Blog

salty and stressed - new findings in fuel

Dec 2

It's no secret to those who know me well that I'm a bit of a data geek. Over the years this has led me into an ongoing single subject "quasi-experiment", aka "my day-to-day life". However, my personal belief is that everyone is actually running this same experiment - that is, each and every day we do things, and over time (minutes, hours, days, years, etc), we get a response - I just try to notice and track as many responses as possible and share them with those who might benefit. As the technology has improved, especially wearables (which I've written about previously), the tracking has gotten more refined.

Recently, one of the responses I've been exploring, although admittedly not fully understanding, is the connection between salty food intake and less restful sleep. On days I give into that craving for something salty (popcorn is a go-to) while enjoying something streamed on TV before bedtime, I notice a consistent increase in my "stress score" as I sleep; which is my wearable's way of telling me the volume knob on my nervous system has been turned up a little too high or in technical terms my autonomic nervous system has become sympathetically dominant as measured by suppressed heart rate variability - that's a lot. I assumed it might have something to do with the impact salt has on the blood vessels, a well-known driver of high blood pressure and cardiovascular disease in those that consume too much salt, which was recently confirmed again in a massive study of more than 175,000 adults. Those who sprinkled salt on their food "most days" were at least 20% more likely to have cardiovascular disease than those who did so only occasionally. A different study out this week, however, makes me think there's more to it than that.

As it turns out, researchers who tried to uncover the mechanism behind the observation that sustained high salt intake drove stress hormone changes (such as in long-term spaceflight simulation), found a direct connection between salt intake and the stress response. Not only were the baseline hormonal markers of the stress response increased within a few weeks, the actual response, that is, the rush of chemicals that create the fight/flight/freeze behavior we've all felt when we click from stress to distress, was doubled! Although, as an animal study it's not directly transferrable, it's an important step that reiterates the connection between FUEL and FEEL and possibly even our risk of injury, illness, and disease.

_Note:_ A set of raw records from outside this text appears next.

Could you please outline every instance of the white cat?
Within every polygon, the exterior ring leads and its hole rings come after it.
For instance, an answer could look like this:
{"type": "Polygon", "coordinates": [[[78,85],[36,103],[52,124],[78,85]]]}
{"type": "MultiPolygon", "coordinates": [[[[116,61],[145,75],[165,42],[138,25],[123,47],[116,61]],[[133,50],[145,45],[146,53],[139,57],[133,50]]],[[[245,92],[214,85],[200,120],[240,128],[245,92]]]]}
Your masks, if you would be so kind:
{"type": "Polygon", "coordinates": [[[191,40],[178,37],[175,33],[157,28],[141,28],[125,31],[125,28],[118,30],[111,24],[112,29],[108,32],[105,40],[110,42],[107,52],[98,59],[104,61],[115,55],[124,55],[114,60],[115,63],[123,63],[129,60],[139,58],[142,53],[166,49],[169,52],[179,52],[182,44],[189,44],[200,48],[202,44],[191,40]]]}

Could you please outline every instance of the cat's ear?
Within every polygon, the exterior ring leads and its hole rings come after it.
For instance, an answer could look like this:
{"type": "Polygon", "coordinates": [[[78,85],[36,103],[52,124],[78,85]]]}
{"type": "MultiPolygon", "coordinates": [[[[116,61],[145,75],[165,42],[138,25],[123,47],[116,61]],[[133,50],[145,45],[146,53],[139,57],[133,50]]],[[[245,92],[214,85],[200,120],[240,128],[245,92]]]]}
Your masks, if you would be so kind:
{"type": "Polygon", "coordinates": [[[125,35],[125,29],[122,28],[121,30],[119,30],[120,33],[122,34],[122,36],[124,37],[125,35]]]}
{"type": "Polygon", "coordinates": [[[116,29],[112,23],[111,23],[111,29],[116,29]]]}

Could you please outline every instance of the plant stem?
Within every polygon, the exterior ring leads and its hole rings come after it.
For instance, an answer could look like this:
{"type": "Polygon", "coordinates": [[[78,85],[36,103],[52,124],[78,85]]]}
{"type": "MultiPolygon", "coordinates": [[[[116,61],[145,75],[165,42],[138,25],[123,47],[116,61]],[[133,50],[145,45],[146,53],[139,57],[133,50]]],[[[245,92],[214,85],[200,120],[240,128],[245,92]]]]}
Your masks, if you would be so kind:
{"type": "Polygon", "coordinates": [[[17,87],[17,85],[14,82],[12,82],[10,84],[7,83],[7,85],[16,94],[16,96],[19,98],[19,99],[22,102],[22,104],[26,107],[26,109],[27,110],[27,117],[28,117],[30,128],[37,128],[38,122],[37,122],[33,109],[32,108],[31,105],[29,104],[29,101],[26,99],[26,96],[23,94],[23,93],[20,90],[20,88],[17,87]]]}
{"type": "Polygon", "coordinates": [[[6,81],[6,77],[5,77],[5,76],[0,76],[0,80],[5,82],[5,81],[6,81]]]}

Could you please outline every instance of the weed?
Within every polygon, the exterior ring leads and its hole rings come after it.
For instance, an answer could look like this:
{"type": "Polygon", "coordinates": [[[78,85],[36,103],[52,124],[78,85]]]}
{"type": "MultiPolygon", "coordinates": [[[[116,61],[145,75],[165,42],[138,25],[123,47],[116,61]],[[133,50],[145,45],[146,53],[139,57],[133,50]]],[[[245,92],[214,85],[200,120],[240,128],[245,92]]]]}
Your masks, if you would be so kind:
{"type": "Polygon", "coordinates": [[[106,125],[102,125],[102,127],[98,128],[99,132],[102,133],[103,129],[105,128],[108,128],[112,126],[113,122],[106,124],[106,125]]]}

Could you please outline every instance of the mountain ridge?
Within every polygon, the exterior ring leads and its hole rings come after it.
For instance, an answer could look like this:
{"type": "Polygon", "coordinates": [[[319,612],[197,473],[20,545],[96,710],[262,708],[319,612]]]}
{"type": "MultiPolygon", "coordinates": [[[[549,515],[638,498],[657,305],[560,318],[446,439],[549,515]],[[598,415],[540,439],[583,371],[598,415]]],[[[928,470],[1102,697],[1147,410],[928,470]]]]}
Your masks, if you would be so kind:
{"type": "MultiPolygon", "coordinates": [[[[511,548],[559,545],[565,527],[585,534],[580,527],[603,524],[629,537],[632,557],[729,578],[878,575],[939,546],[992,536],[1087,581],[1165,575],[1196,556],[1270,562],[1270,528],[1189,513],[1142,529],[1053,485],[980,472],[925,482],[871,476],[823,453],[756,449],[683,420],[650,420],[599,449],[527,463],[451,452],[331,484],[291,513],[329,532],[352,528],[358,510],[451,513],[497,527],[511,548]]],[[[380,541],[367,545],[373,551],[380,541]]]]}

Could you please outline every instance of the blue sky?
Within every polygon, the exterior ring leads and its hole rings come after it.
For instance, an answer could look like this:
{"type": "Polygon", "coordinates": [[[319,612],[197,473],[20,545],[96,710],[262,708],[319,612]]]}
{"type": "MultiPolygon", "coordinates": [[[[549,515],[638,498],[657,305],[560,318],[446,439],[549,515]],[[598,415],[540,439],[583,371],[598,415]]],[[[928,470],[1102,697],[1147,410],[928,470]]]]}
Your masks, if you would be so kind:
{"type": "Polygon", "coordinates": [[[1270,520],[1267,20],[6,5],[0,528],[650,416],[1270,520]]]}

2 weeks ago we wrote about the consumption of fatty foods sensitizing the pain response. This week salty foods appear to drive us toward distress. Neither fat nor salt is inherently "bad" - in truth we can't function without them - however, too much of a good thing can easily nudge us out of balance and further away from thriving. Beware the ultra-processed food.

It can be tricky this time of year, but it's never a bad time to "FUEL Good".

Have a great weekend,

Mike E.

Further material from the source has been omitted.